Kedua, menurut Marx, hanya ada dua hal yang menentukan jam kerja: batasan fisik manusia dan perjuangan kelas. Menengok dari sejarah, pengurangan jam kerja selalu dihasilkan oleh perjuangan kelas buruh.

Lalu, mengapa kita perlu menuntut pengurangan jam kerja?

Ide gerakan 8 jam kerja itu sebetulnya berangkat dari keinginan sederhana: 8 jam untuk bekerja, 8 jam untuk istirahat, dan 8 jam untuk melakukan kegiatan sesuai keinginan sendiri sebagai manusia merdeka.

Artinya, memperpendek jam kerja sebetulnya berarti memperbesar ruang dan waktu hidup kita untuk melakukan hal-hal sesuai dengan keinginan kita sebagai manusia. Dalam ungkapan Marx: memperpendek jam kerja merupakan prasyarat untuk kebebasan kita. Jadi, manusia bekerja untuk hidup, bukan hidup untuk bekerja.

Selanjutnya, jam kerja yang lebih pendek berdampak positif pada kondisi kerja dan produktivitas.

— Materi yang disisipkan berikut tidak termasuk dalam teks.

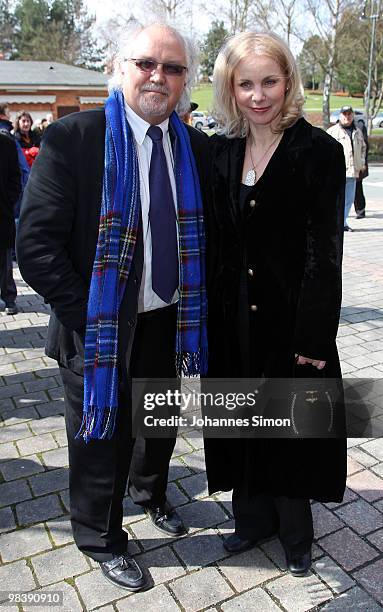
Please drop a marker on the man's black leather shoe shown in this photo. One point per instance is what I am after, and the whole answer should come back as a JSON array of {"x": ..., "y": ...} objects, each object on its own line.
[
  {"x": 166, "y": 520},
  {"x": 299, "y": 565},
  {"x": 234, "y": 544},
  {"x": 123, "y": 571}
]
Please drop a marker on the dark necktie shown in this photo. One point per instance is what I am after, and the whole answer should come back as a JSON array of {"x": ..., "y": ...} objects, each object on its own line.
[{"x": 162, "y": 217}]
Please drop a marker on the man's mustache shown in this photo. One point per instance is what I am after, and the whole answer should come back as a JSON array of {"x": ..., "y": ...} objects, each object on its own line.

Di Islandia, Dewan Kota Reykjavik, serikat buruh, dan pemerintah melakukan uji-coba memperpendek jam kerja dari 40 jam per minggu menjadi 35-36 jam per minggu tanpa memotong upah. Proses uji cobanya berlangsung 4 tahun (2015-2019) terhadap 2500 orang pekerja. Hasilnya: produktivitas tidak menurun, bahkan beberapa meningkat[1].

Di Swedia, pada 2015, ada uji coba pengurangan jam kerja untuk pekerja sosial, dari 8 jam per hari menjadi 6 jam per hari. Hasilnya: pengurangan jam kerja mengurangi stress, kelelahan, dan emosi yang negatif[2].

Di Jepang, microsoft juga melakukan uji coba empat hari kerja tanpa mengurangi upah. Hasilnya sungguh luar biasa: produktivitas meningkat, penghematan listrik 23 persen, permintaan cuti berkurang 25 persen, dan tekanan atas pekerjaan berkurang[3].

Selain berdampak di tempat kerja, pengurangan jam kerja juga bisa berdampak pada keluarga. Dengan jam kerja yang lebih pendek, pekerja yang sudah menikah bisa punya waktu lebih banyak untuk di rumah: berbagai beban kerja domestik dan perawatan (domestic and care work).

Sekarang ini, beberapa negara mulai menginisiasi kebijakan pengurangan jam kerja. Pemerintahan sosial-demokrat di Finlandia di bawah Perdana Menteri Sanna Marin sudah memperkenalkan 6 jam kerja per hari dan 4 hari kerja seminggu.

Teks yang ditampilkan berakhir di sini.